Niżej zamieszczę kilka zdjęć z początku, środka robót i dnia obecnego, a później tj. za kilka tygodni/miesiąc dodam kolejne zdjęcia tego co wyrośnie  :wink: 

*MARZEC 2015*



*ROK 2016*










*TERAŹNIEJSZOŚĆ*

----------


## f.5

Co będziesz robił ze skoszoną trawą z 2000m2 powierzchni ??? Zdajesz sobie sprawę z tego że trochę tego będzie ?
Posiadam działkę 1900m2 na której stoi dom reszta to trawnik teraz tego błędu bym nie popełnił.
Więcej rabat ale bez kory i tak chwast przerosnie przez geowłokninę.

----------


## dawiddur

> Co będziesz robił ze skoszoną trawą z 2000m2 powierzchni ??? Zdajesz sobie sprawę z tego że trochę tego będzie ?
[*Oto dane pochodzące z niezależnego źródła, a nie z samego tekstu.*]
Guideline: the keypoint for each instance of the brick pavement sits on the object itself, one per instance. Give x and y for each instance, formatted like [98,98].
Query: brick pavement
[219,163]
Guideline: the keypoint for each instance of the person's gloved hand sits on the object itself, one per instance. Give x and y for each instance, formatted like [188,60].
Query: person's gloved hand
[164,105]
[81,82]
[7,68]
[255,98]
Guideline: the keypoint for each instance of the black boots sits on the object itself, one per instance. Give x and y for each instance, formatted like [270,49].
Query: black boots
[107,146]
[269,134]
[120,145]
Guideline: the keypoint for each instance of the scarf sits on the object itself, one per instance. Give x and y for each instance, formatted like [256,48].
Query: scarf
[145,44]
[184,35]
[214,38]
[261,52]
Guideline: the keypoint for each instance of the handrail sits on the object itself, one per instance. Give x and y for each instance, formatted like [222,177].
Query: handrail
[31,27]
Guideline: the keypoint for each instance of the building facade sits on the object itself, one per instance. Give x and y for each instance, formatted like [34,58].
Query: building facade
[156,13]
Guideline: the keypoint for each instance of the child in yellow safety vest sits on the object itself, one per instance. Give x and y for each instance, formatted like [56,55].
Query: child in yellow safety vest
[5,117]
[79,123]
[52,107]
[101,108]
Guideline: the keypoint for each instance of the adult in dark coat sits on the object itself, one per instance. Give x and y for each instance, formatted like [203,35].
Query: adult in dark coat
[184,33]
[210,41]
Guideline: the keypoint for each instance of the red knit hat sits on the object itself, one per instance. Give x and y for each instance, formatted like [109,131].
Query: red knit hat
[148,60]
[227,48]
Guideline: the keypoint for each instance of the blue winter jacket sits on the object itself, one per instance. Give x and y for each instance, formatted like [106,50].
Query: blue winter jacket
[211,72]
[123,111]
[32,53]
Nie zastanawiałem się, ale miejsca u mnie dostatek. Oprócz ponad kolejnych 2000m2 własnego lasku jest cała łąka za działką... A swoją drogą jaką widzisz alternatywę dla trawnika na działce póki co użytkowanej rekreacyjnie? Więcej lasu nie chcę.

----------


## fotohobby

Wysiałeś już tę trawę ?

----------


## dawiddur

Owszem. Skąd takie pytanie? ... tak, wiem - jest zimno. Prognozy były inne  :wink: 
Wierzę, że kilka dni/ tydzień niskich temperatur nie zniweczą trudu jaki włożyłem w wysianie tej trawy

----------


## fotohobby

A jak dawno temu ? Jestem ciekaw, jaki % nasion wzejdzie.

----------


## dawiddur

Przedział dni 22-25 kwietnia

----------


## dawiddur

Jak w praktyce jest z podlewaniem?? Przy obecnej i najbliższej aurze (temp. 15, w nocy 5-10) konieczne jest codzienne podlewanie? Non stop nasiona powinny mieć mokro? Może co drugi suchy dzień będzie ok? Tak wiem, zależy czy podłoże jest wilgotne... u mnie jest wiecznie sucho (poza dniami deszczowymi :big lol: ) stąd moje pytanie.

----------


## f.5

Po 4 latach posiadania trawnika :
- jaką trawę wysiejesz chyba bez znaczenia bo po pewnym okresie i tak wejdą chwasty nie mówiąc o koniczynie i będzie to wyglądało tak jak u mnie....
- co roku warto zrobic areację/wertykulację na tym moim nieuzytku robiłem tylko raz z racji oszczędności i widac ze miejscami trawa a nawet chwasty nie potrafią się przebic przez to co zostało z koszenia. (filc)
- w tym roku wczoraj dokładnie kosiłem pierwszy raz 900 m2 
- 4 godziny kosiarka największa jaka jest z regulowanym napędem
- urobek ? częsc 500 litrów z koszy wyrzucam za płot mimo ze u nas cywilizacja - nie las jak u Ciebie (tylko czekam aż straż miejska zapuka)
- reszta te 3 worki na samochód i do punktu odbioru

reasumując strata wczorajszych 4 godzin plus czyszczenie kosiarki i jazda z worami plusy nie widzę zadnych.
no to pozdrawiam i wytrwałości życzę
https://youtu.be/2v3WBq-m-B0




> Nie zastanawiałem się, ale miejsca u mnie dostatek. Oprócz ponad kolejnych 2000m2 własnego lasku jest cała łąka za działką... A swoją drogą jaką widzisz alternatywę dla trawnika na działce póki co użytkowanej rekreacyjnie? Więcej lasu nie chcę.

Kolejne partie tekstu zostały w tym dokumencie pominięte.